Abusar tanto de la tierra lleva al hombre al suicidio
De vez en cuando la naturaleza llama a la puerta y nos hace caer, destronándonos del pedestal de vanidad, egocentrismo y egoísmo desde el que reinamos irresponsablemente. Nadie sabe si Dios existe, pero sabemos que existe la fuerza de una naturaleza tan servil a nuestros desmanes, como indómita cuando despliega su furia. Y cuando ello ocurre, recordamos que nuestra identidad primera es la vulnerabilidad.
Si añadimos nuestro insostenible modelo de vida, la voracidad con que hemos colonizado tierra, mar y aire, y la inconsciencia con que hemos destruido los equilibrios, podemos concluir que no sólo somos vulnerables, sino que trabajamos para serlo. Como si, siendo puras motas de polvo, le diéramos la escoba de barrer al universo. Japón ahora, y antes tantas otras tragedias humanas, nos recuerdan una y otra vez que el animal humano que apareció en el planeta hace millones de años se ha convertido en un destructor, y que más que usar la Tierra, abusa de ella hasta el suicidio. Después vienen los llantos, los desconciertos, los miedos, pero antes nos hemos multiplicado hasta la locura, hemos matado todo ser vivo que se nos ha puesto al alcance, hemos creado un desarrollismo tecnológico que tiene una hipoteca de destrucción inevitable y no tenemos ningún interés en reinventar un futuro distinto. Vamos con paso firme hacia el precipicio.

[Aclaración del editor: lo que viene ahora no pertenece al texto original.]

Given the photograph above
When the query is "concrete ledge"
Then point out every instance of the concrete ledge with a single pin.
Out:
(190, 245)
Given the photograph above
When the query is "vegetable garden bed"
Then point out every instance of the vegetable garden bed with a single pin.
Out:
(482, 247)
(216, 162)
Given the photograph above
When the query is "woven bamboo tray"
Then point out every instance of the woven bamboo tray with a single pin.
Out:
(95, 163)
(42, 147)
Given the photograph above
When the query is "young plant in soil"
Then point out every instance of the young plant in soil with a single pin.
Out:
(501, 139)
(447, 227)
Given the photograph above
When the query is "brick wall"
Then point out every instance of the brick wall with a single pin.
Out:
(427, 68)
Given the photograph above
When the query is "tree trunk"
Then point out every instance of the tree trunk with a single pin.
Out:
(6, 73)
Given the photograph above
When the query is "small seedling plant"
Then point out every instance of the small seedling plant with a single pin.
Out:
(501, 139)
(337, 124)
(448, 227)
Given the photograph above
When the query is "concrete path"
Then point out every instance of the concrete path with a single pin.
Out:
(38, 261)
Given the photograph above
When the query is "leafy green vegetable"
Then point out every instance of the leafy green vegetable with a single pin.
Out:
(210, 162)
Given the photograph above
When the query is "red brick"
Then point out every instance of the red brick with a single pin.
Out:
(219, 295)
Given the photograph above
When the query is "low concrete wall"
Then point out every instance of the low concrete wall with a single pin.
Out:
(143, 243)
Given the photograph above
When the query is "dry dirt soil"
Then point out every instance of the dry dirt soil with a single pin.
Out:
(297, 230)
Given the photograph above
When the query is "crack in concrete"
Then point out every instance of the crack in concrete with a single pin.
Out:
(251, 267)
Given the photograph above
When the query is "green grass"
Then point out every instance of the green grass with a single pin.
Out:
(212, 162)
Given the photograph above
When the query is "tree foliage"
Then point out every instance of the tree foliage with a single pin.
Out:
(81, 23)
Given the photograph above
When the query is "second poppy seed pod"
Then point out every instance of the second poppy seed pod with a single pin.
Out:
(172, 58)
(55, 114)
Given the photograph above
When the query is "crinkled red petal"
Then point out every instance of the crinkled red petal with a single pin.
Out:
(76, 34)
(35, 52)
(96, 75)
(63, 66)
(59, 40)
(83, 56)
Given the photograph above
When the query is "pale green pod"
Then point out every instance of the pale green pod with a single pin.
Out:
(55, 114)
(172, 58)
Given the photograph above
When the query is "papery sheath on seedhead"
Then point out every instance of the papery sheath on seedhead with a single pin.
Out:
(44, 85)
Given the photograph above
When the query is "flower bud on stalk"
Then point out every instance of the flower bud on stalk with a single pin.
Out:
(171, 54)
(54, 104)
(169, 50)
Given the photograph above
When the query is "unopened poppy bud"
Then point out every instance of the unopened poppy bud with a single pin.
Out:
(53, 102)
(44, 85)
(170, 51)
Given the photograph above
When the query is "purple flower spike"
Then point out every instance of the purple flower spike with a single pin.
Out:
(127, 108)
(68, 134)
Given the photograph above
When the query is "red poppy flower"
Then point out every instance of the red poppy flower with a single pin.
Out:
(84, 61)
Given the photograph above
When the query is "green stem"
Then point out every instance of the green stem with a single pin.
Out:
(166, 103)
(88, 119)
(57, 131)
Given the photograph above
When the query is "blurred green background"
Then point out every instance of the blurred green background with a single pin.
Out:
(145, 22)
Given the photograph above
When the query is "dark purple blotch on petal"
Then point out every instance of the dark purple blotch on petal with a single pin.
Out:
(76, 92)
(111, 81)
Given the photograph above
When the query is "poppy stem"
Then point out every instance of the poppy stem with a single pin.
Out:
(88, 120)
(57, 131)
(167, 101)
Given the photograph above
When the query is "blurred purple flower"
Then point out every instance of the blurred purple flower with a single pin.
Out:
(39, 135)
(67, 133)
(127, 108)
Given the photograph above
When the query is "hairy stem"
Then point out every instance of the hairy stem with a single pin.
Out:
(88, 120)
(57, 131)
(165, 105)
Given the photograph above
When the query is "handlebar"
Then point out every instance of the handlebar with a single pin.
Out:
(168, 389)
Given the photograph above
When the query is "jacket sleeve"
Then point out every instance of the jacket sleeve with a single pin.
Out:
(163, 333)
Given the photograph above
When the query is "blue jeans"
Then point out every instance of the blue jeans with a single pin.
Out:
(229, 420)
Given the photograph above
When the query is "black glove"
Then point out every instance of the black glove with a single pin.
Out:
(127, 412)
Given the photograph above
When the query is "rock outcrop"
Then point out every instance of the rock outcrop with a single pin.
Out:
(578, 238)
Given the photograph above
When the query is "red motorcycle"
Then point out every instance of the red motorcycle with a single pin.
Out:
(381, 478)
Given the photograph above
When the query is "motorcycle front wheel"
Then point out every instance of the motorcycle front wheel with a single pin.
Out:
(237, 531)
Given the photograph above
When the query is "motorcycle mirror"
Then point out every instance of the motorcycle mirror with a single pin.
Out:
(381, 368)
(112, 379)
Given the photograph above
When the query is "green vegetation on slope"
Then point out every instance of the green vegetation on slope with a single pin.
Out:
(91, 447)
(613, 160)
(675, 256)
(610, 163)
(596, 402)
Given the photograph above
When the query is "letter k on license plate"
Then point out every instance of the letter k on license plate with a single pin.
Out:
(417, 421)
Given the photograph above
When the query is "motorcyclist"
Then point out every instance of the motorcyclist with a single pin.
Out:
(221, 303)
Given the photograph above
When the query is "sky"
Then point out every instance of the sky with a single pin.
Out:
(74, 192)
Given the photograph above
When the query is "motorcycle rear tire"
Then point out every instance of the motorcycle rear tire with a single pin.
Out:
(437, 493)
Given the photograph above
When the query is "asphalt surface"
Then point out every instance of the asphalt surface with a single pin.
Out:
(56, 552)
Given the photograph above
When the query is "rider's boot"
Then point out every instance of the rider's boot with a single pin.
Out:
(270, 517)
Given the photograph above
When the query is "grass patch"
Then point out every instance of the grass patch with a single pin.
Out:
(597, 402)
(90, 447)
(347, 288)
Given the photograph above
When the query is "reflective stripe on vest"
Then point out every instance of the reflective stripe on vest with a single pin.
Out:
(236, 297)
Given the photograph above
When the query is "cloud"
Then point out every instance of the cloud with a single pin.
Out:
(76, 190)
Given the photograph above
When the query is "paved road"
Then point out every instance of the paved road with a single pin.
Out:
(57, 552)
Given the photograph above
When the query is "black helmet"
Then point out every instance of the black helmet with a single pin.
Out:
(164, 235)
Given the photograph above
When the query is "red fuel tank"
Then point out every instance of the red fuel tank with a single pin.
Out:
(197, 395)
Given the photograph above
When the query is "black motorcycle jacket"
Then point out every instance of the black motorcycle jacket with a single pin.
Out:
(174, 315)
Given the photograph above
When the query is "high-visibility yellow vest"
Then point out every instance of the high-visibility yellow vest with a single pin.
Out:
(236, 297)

Japón, como último aviso. Nadie puede planificar la ecuación diabólica que junta a la madre de todos los terremotos con un tsunami gigantesco, una isla pequeña y millones de ciudadanos viviendo en ella. La tragedia debía ser tan inevitable como terrible ha sido. Pero el día después descubrimos que, además de los dramas humanos de millares de personas, además de los miles de muertos, desaparecidos, desplazados, damnificados, el mundo contempla el riesgo nuclear. Es decir, recuerda de golpe que para mantener el modelo social creado, necesitamos un contingente energético cuyas consecuencias nunca son inocentes. O somos esclavos del petróleo con todas sus catastróficas derivadas: contaminación, inestabilidad económica, dependencia asfixiante de oligarquías dictatoriales… o lo somos de las centrales nucleares cuyos sustos son infrecuentes, pero fulminantes cuando se producen. Estamos entre el fuego y las brasas. Y en medio, una forma de vida a la que no queremos renunciar.
Todo esto, ¿tiene solución? O, peor, ¿tiene futuro? Y mientras lo preguntamos, ¿cómo gestionamos el presente? Porque nada será igual después de Japón, e incluso aquellos que están convencidos de que la energía nuclear es incuestionable saben que algunas cosas deberán replantearse. La cuestión es qué y cómo. Porque ya lo dijo alguien muy perspicaz o muy pesimista: o cambiamos de actitud o tendremos que cambiar de planeta.